Lalu, bagaimana caranya untuk bersinar bagi Tuhan? Pertama kita harus mengerti bahwa kita bisa bersinar bagi Tuhan bukan karena kekuatan kita sendiri, tapi karena kekuatan yang datang dari Tuhan. Tuhanlah yang memanggil dan memilih kita. Tuhanlah yang menginisasi rencana ini dan akan menyediakan apa yang kita butuhkan. Jika kita mengerti hal ini, kita akan menyadari bahwa hidup kita bukan tentang kita saja. Perbuatan baik kita adalah untuk memuliakan Tuhan, bukan sekedar untuk membangun popularitas atau untuk kepentingan pribadi lainnya. Sebagai terang, kenakanlah belas kasihan, kemurahan hati, kerendahan hati, kelemahlembutan, kesabaran, dan kasih. Semua ini dibutuhkan oleh keluarga, lingkungan sekitar, tempat bekerja, dan hubungan kita dengan sesama.

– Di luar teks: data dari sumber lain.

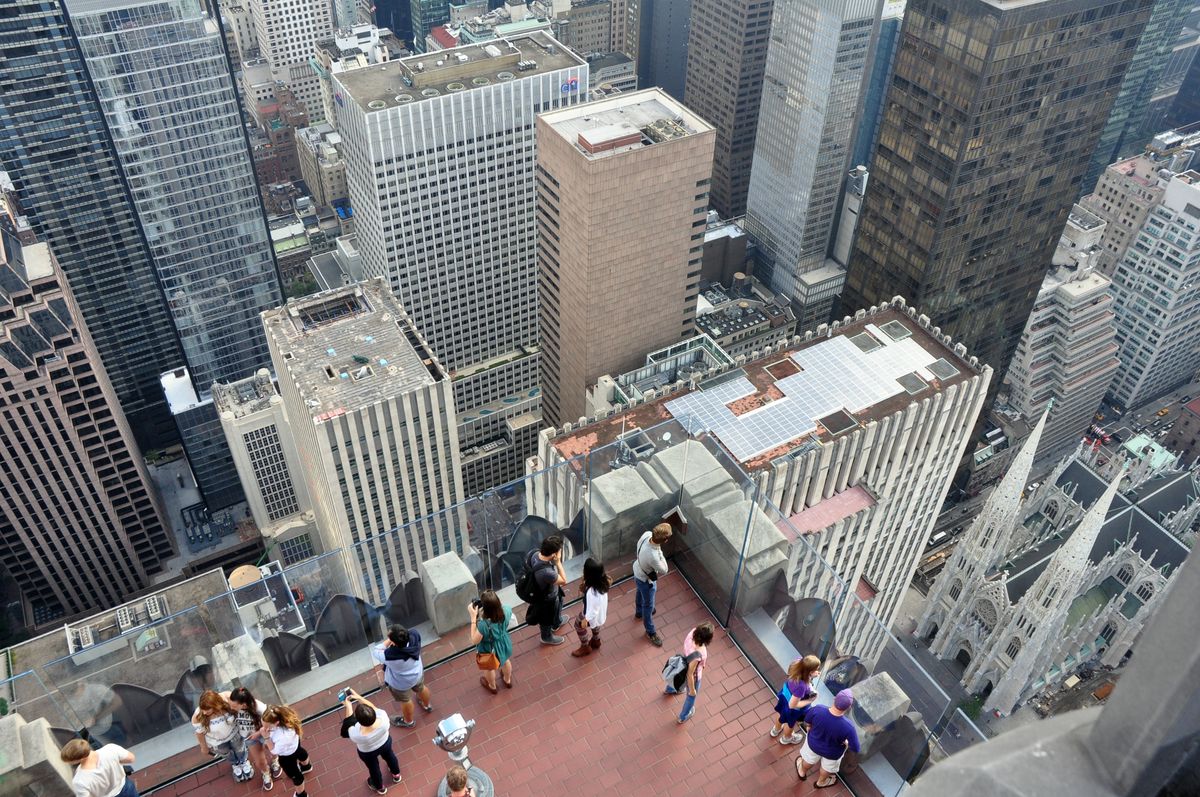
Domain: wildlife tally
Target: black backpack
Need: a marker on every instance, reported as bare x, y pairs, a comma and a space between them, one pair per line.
527, 583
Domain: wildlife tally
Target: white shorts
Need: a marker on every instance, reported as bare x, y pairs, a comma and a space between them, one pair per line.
827, 765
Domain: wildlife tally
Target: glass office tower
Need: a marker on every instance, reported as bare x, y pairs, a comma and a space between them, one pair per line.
160, 72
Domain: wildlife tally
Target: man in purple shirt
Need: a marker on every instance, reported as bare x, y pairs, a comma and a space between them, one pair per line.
831, 733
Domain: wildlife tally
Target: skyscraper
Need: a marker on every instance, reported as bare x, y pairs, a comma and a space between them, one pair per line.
79, 525
287, 33
991, 117
817, 66
1157, 292
1126, 126
78, 203
726, 57
622, 238
371, 412
1068, 353
439, 165
160, 72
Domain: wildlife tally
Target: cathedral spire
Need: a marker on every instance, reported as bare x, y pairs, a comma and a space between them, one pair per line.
1047, 603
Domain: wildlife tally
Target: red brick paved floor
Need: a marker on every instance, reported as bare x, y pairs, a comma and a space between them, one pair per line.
598, 725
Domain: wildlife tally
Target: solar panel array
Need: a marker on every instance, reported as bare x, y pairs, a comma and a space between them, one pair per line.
837, 375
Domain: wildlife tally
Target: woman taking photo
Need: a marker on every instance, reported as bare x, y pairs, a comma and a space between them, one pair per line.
490, 633
281, 726
371, 732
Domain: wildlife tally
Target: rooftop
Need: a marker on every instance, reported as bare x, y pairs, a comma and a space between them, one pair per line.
351, 347
805, 395
615, 695
623, 123
419, 78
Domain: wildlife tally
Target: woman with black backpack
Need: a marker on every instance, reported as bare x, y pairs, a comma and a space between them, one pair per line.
490, 633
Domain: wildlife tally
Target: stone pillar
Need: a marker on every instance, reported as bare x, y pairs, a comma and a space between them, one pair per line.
30, 762
448, 586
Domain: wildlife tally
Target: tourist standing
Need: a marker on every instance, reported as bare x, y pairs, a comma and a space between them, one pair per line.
795, 697
592, 616
282, 729
250, 719
403, 672
490, 633
99, 773
215, 723
371, 732
831, 733
649, 564
695, 651
544, 569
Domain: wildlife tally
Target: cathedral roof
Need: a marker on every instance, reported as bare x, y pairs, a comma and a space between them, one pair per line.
1125, 521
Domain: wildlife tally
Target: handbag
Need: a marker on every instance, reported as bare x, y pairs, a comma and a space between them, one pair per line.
487, 661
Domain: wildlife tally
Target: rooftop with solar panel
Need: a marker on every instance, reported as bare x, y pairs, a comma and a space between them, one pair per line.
814, 390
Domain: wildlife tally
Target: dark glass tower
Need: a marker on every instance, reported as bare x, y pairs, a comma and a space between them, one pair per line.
1125, 133
991, 117
55, 149
726, 58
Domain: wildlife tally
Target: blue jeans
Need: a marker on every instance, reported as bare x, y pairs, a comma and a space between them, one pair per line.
689, 701
645, 603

Dalam prosesnya, tentu kita akan menghadapi banyak sekali tantangan. Tapi tidak perlu takut karena Tuhan yang memilih kita itu setia. Bersandarlah kepada-Nya, andalkan Tuhan dalam semua aspek hidup kita sampai terang Tuhan bersinar melalui perbuatan baik kita dan nama Tuhan dimuliakan.
Doa
Tuhan aku ingin hidupku bersinar bagi-Mu. Kuatkan aku, agar setiap hari aku bisa memuliakan-Mu dengan setiap kata yang kuucapkan dan kunyanyikan, setiap pilihan yang kuambil, serta setiap perbuatan yang kulakukan. Amin.